Allergies to Angiosperms?
- Mammals indeed may have eaten eggs of dinosaurs, but...
- Why didn't they eat eggs of toothless birds, crocs, turtles, lepidosaurs, etc.?
- How could it affect marine community?
- Also, mammals and dinosaurs coexisted since Late Triassic!
- How would this affect all dinosaurs except for toothless birds?
- Why only at latest K, tens of millions of years after rise of angiosperms?
- How could it affect marine community?
- Why would it only affect certain taxa?
- Why at same time on land and in sea?
Will explore other hypotheses...
Modern Approaches to the Cretaceous-Paleogene Extinction
The global nature of the K/Pg extinction would seem to favor some causal agent which could affect the whole planet. Cosmic (extraterrestrial) phenomena might be a good possibility.
1971: Suggestion by Dale Russell (dino paleontologist) and Wallace Tucker (astrophysicist): a supernova killed the dinosaurs.
Supernovae are exploding stars: put out TREMENDOUS amount of energy. If a star in a nearby solar system exploded, it would bombard surface of planet with radiation, bringing radiation sickness, cancer, etc.
Modern analogue: during 1950s through 1970s, greatest fear about nuclear war was radioactive fallout.

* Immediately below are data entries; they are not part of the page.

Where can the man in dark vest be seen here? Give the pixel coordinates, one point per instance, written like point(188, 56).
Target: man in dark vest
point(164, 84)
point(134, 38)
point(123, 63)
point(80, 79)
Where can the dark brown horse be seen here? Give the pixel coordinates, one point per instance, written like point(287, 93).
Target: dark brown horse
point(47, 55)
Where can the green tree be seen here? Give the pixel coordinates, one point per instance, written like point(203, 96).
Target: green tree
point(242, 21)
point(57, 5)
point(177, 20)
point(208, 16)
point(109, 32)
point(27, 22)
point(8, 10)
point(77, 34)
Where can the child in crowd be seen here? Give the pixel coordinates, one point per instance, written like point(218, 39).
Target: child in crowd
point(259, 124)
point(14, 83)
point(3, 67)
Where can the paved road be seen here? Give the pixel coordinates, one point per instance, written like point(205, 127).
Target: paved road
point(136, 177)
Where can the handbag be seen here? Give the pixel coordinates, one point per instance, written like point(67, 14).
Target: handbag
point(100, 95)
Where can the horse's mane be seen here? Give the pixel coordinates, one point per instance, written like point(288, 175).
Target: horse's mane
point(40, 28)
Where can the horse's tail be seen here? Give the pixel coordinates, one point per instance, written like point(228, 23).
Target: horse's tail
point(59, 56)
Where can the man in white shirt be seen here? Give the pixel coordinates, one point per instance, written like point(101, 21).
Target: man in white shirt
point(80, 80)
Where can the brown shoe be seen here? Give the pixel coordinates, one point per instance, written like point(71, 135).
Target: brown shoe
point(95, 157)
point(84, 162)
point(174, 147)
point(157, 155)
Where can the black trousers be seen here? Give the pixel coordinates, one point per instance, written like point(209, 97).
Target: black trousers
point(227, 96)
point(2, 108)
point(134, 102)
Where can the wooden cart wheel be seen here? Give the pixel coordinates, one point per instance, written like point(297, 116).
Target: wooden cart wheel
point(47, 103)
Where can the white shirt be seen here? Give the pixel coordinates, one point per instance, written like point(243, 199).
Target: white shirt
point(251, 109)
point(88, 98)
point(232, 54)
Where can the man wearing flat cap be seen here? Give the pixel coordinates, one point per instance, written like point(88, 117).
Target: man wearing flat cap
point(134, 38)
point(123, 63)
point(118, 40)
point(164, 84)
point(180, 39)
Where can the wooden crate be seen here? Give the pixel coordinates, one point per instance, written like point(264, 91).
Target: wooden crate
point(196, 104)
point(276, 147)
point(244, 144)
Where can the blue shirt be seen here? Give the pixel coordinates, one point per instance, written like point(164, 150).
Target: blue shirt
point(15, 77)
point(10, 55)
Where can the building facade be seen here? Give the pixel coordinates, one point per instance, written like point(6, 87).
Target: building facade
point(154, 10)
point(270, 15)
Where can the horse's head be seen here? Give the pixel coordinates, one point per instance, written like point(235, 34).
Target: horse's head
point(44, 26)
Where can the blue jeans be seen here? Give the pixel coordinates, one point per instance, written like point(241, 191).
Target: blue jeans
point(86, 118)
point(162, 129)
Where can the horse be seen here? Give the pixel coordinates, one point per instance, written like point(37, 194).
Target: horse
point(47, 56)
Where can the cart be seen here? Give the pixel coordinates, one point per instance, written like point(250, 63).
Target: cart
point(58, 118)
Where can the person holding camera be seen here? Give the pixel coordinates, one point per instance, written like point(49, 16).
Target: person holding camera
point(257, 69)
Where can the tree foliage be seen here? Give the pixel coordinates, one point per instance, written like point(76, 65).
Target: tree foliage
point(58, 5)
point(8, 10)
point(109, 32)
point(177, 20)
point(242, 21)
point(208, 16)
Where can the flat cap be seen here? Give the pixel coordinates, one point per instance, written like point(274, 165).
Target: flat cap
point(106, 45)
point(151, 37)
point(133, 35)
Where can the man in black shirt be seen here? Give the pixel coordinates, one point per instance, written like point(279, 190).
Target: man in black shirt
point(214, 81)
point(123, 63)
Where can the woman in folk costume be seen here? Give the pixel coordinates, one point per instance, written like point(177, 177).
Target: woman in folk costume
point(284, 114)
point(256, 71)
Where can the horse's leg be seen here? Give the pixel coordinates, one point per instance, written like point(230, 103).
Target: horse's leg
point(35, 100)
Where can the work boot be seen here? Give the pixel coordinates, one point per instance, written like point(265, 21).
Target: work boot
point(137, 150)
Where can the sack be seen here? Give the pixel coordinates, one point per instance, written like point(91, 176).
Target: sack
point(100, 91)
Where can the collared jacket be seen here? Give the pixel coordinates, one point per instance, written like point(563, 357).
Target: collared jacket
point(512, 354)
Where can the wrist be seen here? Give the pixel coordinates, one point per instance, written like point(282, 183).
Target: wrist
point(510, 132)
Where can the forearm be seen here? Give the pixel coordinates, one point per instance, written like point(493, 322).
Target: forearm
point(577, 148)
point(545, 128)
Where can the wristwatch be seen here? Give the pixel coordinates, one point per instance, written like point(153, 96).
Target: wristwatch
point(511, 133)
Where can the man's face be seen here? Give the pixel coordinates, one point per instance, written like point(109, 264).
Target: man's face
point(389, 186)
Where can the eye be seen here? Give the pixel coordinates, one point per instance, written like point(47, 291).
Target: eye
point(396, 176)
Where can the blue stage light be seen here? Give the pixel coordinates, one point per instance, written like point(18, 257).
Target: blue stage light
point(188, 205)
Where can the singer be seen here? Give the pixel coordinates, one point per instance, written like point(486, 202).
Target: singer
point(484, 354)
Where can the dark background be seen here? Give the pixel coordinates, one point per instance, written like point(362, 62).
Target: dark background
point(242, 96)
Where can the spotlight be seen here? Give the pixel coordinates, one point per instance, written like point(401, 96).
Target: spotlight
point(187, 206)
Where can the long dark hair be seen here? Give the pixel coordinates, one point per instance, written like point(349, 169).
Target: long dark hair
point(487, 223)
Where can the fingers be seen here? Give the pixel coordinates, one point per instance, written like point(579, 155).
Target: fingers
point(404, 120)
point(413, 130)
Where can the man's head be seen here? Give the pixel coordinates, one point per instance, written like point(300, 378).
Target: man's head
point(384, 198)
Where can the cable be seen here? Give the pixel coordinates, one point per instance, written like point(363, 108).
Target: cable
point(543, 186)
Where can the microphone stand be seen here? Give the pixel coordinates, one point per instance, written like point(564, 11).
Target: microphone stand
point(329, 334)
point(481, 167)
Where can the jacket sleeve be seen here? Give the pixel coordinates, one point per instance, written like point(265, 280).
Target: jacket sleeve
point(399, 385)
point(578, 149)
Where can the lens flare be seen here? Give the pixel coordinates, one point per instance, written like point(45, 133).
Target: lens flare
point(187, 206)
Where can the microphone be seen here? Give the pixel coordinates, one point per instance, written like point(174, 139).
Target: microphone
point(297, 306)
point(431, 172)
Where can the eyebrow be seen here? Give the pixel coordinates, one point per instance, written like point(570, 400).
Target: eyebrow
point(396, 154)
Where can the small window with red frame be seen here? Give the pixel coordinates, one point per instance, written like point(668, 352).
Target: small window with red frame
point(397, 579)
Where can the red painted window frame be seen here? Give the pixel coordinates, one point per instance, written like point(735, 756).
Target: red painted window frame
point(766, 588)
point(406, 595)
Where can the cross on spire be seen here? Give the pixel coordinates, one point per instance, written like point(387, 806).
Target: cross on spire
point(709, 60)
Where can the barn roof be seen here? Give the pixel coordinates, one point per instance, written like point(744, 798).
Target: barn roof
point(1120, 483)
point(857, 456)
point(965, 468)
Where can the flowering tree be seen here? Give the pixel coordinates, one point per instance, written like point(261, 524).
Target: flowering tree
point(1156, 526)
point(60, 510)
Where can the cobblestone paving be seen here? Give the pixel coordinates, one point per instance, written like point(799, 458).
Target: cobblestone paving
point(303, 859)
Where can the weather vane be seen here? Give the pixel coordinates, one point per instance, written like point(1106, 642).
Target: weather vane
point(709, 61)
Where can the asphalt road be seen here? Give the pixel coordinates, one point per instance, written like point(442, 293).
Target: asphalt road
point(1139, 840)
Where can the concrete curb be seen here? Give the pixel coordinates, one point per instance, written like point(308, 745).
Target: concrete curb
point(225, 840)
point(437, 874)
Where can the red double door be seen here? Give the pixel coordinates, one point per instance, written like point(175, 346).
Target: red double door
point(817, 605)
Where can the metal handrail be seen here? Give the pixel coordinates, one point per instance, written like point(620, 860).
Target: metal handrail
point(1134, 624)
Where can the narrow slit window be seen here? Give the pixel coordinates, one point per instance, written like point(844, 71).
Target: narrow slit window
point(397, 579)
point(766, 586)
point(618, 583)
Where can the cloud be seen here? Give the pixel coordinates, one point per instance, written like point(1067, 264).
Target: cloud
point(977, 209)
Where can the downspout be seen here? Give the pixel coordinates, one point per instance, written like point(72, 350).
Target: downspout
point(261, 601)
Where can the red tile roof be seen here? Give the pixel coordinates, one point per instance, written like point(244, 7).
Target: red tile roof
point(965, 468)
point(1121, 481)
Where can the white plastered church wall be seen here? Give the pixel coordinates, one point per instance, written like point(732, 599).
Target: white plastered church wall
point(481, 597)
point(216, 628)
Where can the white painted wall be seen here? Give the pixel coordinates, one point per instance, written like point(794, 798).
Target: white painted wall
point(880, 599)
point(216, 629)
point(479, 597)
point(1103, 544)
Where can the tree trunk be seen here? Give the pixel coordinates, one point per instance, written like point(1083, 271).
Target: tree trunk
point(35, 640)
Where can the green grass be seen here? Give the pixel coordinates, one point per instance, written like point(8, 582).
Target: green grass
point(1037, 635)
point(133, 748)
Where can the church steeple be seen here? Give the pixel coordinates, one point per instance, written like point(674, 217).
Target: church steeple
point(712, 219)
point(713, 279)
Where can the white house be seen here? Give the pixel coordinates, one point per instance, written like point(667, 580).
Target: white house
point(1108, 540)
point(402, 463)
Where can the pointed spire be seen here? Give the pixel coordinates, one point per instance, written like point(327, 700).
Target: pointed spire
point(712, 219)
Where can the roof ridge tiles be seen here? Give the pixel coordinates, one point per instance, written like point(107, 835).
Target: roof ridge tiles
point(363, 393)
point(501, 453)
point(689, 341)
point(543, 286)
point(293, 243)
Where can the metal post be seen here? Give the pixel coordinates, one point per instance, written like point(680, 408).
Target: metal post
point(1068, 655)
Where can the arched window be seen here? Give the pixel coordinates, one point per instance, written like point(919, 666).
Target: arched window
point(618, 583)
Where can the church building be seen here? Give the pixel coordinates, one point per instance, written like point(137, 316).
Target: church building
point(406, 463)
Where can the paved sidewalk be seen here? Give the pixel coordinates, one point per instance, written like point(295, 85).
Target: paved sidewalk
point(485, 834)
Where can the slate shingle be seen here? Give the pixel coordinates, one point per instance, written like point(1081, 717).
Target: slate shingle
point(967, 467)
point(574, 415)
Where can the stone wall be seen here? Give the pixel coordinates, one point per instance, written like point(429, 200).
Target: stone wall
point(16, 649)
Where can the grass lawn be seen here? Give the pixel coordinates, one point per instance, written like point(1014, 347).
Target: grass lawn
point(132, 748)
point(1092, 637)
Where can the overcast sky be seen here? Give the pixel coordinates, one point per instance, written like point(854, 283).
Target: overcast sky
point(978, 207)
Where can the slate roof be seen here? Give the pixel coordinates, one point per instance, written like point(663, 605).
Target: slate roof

- Large animals would suffer worst; small animals and burrowers might survive
- Organisms on the surface of the water (or creatures that fed off of these) would be hit worse then bottom-dwellers
- Would affect whole planet simultaneously (essentially every part but the poles would get clobbered once per day until the supernova faded)
Fits prediction. However, problem because it is an untestable (and thus non-falsifiable) hypothesis:
- Cannot observe remnants of the star, because supernova would have dispersed (and besides, the Solar System and all other star systems have moved greatly since the Cretaceous)
- Would leave NO geologic signature other than the extinction itself.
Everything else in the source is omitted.